The missile has 2 modes of attack: the Top Attack Lifted Trajectory and the Direct (Flat) Trajectory. In the Top Attack mode the missile will have a range of 2-5 km enabling the missile to target the most vulnerable part of the target and avoiding most of its countermeasure systems. The Direct or Flat mode, with a range of 1.5-2 km, shall be used for rapid or immediate engagements at short notice in close proximity.

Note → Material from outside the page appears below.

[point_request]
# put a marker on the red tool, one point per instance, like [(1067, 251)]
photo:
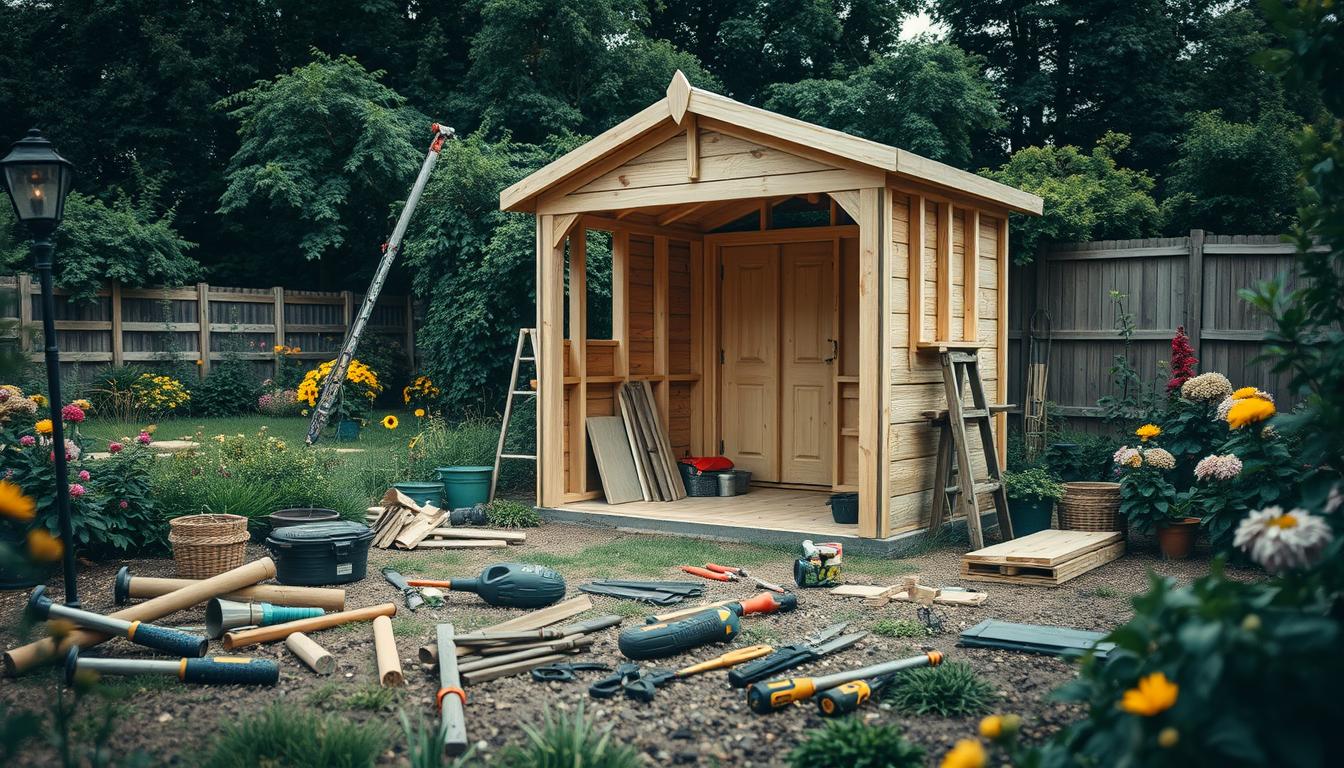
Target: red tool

On 2 February 2024, news reports suggested that DRDO has completed all trials for the missile and it is now ready for production.

== Testing ==

SAMHO missile firing from Arjun

1. The first trial occurred successfully on 22 September 2020, from an Arjun tank with an inert warhead at KK Range, Armoured Corps Centre and School (ACC&S), Ahmednagar. The missile engaged a target kept at a distance of 3 km.
2. Another successful missile firing occurred on 1 October 2020 from the same platform at the KK Range.
3. On 28 June 2022, DRDO successfully tested the missile engaging a target at minimum range at the KK Range, ACC&S, Ahmednagar. Engaging a target at minimum range by an ATGM is particularly difficult given the dimensional constraints of tank launched ATGMs. The ATGM's performance was tested for maximum ranges in the previous trials, hence, establishing the capability of the missile from minimum and maximum range.
4. On 4 August 2022, another successful test was conducted at the KK Range, engaging a target from minimum to maximum range to check performance consistency. Telemetry systems recorded the satisfactory flight performance of the missile.